Page MenuHomePhabricator

Determine if hovercards should use RESTBase summary endpoint
Closed, ResolvedPublic

Description

Because Hovercards essentially display the content of the summary end point, it was identified as a good candidate for this evaluation.

The goals of this evaluation are:

  1. Determine if RESTBase scaling is sufficient for web traffic
  2. Compare statistics such as latency and response time vs using the MediaWiki API
  3. Determine if using RESTBase for APIs is a valid strategy for Desktop/Mobile web

To support this evaluation, it should be possible to configure Hovercards to use a REST endpoint as the source.
Add a config variable that when true uses the REST api endpoint, when false uses the mediawiki api (as it does currently). The rest api endpoint does not need to fallback to the mediawiki api when REST is not responding.

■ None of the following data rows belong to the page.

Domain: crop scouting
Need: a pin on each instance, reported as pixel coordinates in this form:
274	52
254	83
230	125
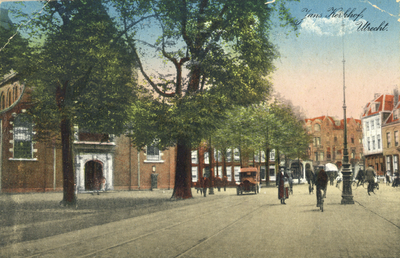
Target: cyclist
310	180
360	177
370	175
321	182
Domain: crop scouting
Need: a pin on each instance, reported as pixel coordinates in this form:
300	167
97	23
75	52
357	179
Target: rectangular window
373	142
229	173
153	153
236	172
194	174
229	155
379	140
23	137
206	158
194	157
236	155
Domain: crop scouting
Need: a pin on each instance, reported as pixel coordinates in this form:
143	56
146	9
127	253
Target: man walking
370	175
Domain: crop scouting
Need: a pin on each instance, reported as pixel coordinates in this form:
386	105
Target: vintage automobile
249	181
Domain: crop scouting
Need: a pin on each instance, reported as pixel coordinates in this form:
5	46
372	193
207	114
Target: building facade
28	164
390	139
328	139
375	114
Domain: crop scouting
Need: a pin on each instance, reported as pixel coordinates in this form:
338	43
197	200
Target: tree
82	76
224	49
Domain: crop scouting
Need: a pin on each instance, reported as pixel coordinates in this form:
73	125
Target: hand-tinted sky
310	69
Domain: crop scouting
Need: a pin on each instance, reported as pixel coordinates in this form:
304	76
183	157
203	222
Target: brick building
374	116
327	145
229	164
31	165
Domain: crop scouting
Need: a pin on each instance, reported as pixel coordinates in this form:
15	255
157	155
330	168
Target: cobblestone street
149	224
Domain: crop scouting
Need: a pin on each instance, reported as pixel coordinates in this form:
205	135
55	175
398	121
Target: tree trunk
182	188
69	197
267	151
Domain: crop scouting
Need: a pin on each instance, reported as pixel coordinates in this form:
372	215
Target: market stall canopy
330	167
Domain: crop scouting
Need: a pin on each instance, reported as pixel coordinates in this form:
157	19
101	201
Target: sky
310	71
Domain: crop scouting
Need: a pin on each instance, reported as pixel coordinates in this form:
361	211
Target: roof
252	169
338	124
386	104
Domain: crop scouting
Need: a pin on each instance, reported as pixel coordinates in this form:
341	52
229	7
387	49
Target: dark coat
283	193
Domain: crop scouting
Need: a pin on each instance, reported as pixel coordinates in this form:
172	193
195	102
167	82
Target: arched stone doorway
93	175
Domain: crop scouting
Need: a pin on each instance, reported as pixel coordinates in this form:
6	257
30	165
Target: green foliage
89	64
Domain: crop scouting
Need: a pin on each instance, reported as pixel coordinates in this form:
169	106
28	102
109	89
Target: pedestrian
282	183
310	180
360	177
387	175
370	175
103	184
321	182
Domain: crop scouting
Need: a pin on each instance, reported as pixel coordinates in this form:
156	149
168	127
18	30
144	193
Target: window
379	140
217	155
206	158
23	137
236	155
317	141
194	157
9	98
153	152
328	153
373	142
228	155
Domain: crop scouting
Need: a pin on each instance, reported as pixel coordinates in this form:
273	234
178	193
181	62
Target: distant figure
283	191
370	175
310	180
360	177
103	184
224	182
321	182
387	176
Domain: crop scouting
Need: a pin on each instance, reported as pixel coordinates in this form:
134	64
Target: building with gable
390	137
374	116
328	139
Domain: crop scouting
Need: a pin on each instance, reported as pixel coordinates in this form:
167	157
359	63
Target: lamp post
347	195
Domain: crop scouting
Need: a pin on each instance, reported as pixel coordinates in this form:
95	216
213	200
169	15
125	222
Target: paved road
227	225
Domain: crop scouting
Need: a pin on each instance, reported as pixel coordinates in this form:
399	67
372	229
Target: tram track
215	207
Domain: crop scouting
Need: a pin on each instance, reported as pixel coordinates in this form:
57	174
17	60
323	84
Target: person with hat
282	183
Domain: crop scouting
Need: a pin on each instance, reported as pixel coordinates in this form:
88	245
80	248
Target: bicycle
320	200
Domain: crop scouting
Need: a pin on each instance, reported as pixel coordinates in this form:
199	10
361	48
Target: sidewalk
227	225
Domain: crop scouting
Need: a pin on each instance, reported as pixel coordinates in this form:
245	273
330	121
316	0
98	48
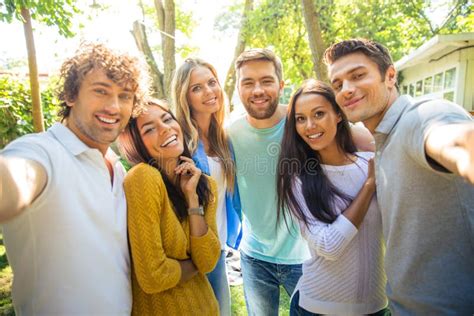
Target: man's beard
262	114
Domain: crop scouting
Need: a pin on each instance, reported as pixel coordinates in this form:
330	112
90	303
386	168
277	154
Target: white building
443	67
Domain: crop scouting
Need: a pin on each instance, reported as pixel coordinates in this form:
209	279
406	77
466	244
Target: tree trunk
38	122
229	84
315	39
167	24
141	40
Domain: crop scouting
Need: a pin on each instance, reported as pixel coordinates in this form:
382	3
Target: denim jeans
220	285
297	310
262	282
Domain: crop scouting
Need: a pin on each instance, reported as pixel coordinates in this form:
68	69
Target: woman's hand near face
189	179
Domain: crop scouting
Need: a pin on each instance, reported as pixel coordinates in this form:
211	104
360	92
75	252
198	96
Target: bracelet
196	210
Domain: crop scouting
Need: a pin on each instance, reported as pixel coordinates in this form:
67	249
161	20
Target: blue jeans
297	310
220	285
262	282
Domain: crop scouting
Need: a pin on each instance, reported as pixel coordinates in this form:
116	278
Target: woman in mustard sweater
171	219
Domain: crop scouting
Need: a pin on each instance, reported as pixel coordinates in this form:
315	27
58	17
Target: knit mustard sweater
158	240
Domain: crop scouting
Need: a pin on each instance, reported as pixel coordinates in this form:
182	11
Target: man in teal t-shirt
271	254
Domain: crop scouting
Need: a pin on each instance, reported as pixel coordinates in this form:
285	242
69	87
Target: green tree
168	18
51	12
15	109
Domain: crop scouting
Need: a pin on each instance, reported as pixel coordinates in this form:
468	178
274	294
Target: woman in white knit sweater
329	187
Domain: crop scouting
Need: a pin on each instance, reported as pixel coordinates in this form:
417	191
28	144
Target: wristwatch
196	210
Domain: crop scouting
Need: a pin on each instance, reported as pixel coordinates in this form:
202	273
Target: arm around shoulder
21	182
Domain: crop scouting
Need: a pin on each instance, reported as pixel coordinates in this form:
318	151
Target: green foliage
16	117
50	12
238	307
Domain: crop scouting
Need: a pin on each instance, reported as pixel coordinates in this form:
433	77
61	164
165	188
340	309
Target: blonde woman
199	103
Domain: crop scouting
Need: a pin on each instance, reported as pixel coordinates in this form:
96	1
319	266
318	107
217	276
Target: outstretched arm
359	206
21	182
452	146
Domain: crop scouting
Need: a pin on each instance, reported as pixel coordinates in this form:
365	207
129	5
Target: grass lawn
6	307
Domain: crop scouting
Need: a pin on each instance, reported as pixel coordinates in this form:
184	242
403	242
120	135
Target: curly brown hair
123	69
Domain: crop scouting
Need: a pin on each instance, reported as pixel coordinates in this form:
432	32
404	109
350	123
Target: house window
449	78
405	89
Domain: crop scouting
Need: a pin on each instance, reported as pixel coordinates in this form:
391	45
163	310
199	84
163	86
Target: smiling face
100	111
204	93
259	88
361	92
161	134
316	122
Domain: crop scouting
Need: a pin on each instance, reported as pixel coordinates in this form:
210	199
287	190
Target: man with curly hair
61	199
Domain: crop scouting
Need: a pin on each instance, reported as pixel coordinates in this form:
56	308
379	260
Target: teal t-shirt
256	153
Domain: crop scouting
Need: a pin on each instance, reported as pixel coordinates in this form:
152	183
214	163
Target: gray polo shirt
427	214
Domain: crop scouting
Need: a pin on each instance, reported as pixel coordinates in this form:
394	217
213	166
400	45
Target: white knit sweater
345	274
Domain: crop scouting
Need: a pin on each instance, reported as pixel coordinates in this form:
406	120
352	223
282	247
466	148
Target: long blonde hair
217	137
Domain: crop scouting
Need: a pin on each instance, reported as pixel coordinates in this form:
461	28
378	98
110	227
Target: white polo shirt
69	249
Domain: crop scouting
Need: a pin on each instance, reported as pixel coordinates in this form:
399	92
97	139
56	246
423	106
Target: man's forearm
21	181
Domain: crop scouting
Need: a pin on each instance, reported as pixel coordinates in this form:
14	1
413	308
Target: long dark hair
299	161
131	146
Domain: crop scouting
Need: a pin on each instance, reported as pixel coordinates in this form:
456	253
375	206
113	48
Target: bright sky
113	26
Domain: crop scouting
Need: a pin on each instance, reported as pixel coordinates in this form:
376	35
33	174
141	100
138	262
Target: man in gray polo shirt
425	171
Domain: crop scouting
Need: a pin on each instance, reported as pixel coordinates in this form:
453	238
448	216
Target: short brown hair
123	69
378	53
260	54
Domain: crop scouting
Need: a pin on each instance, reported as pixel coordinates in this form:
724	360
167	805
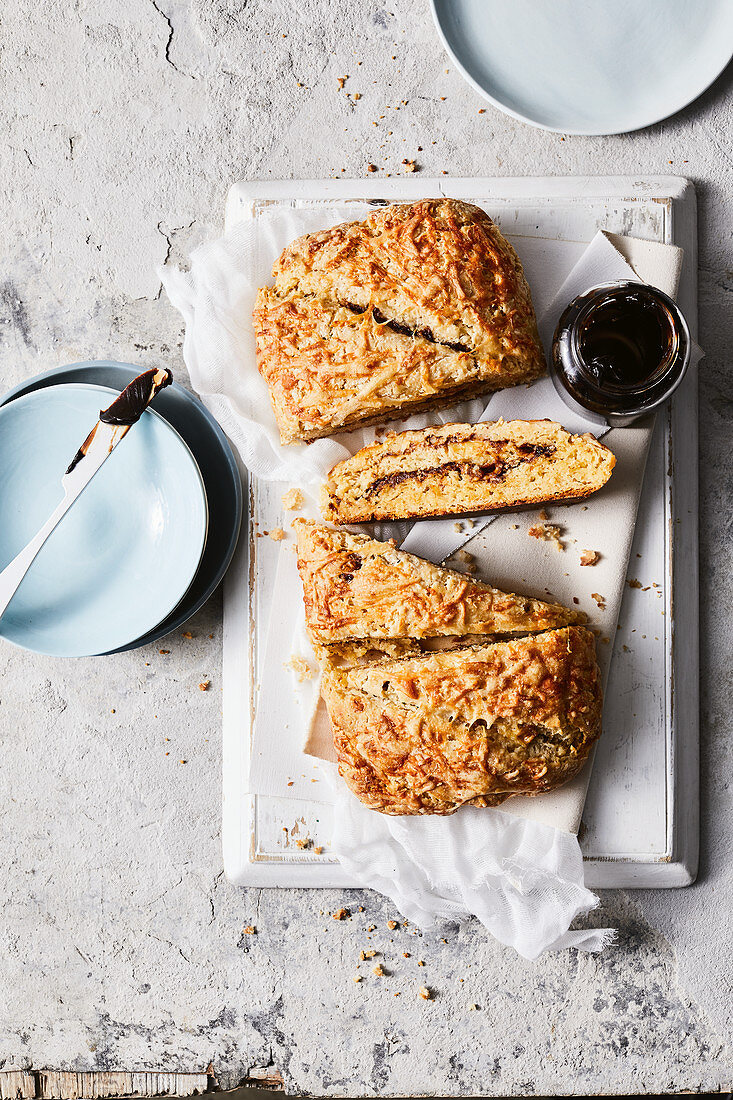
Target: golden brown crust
356	587
418	306
463	468
425	735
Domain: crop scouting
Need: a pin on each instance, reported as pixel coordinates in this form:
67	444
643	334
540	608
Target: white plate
588	66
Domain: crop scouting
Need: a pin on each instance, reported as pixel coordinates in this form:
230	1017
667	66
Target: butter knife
111	428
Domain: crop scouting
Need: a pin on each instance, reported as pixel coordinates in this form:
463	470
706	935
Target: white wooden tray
641	818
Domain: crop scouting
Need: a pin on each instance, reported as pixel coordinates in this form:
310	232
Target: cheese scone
356	587
427	734
465	468
419	306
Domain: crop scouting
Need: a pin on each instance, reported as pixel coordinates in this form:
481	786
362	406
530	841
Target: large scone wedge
417	307
356	587
465	468
425	735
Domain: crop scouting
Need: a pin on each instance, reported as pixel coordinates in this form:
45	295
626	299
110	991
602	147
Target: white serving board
641	818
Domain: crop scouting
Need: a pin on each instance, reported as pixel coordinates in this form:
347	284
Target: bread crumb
293	501
548	532
301	667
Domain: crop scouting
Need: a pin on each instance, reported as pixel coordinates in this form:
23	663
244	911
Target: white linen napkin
520	869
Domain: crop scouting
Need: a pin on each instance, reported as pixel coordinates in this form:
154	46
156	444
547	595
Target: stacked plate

The scope of this task does not include enabling this config variable to true and it should default to use non-REST endpoints.

Relevant links:
https://www.mediawiki.org/wiki/RESTBase
https://en.wikipedia.org/api/rest_v1/#!/Page_content/get_page_summary_title

Event Timeline

ovasileva triaged this task as Medium priority.Sep 21 2016, 4:49 PM
ovasileva moved this task from Incoming to Needs Prioritization on the Web-Team-Backlog board.
ovasileva raised the priority of this task from Medium to High.Oct 7 2016, 12:59 PM

Lazy loading references would also be a good testing ground for this - T146396
What's stopping us from trying one of these? (ie. why is this card in the column needs analysis?)

Lazy loading references would also be a good testing ground for this - T146396
What's stopping us from trying one of these? (ie. why is this card in the column needs analysis?)

@Jdlrobson not sure - @ovasileva do you need any information from services or anything else?

ovasileva renamed this task from A/B test the RESTBase summary endpoint for hover cards to Allow hovercards to use RESTBase summary endpoint.Oct 26 2016, 11:38 AM
ovasileva updated the task description. (Show Details)

Determine if RESTBase scaling is sufficient for web traffic

REST api responses are cached in Varnish, with a really high hit ratio (only about 100 req/s reach RESTBase out of ~4000 req/s that hit rest API) so scaling shouldn't be a problem here, most of the load will be handled by Varnish.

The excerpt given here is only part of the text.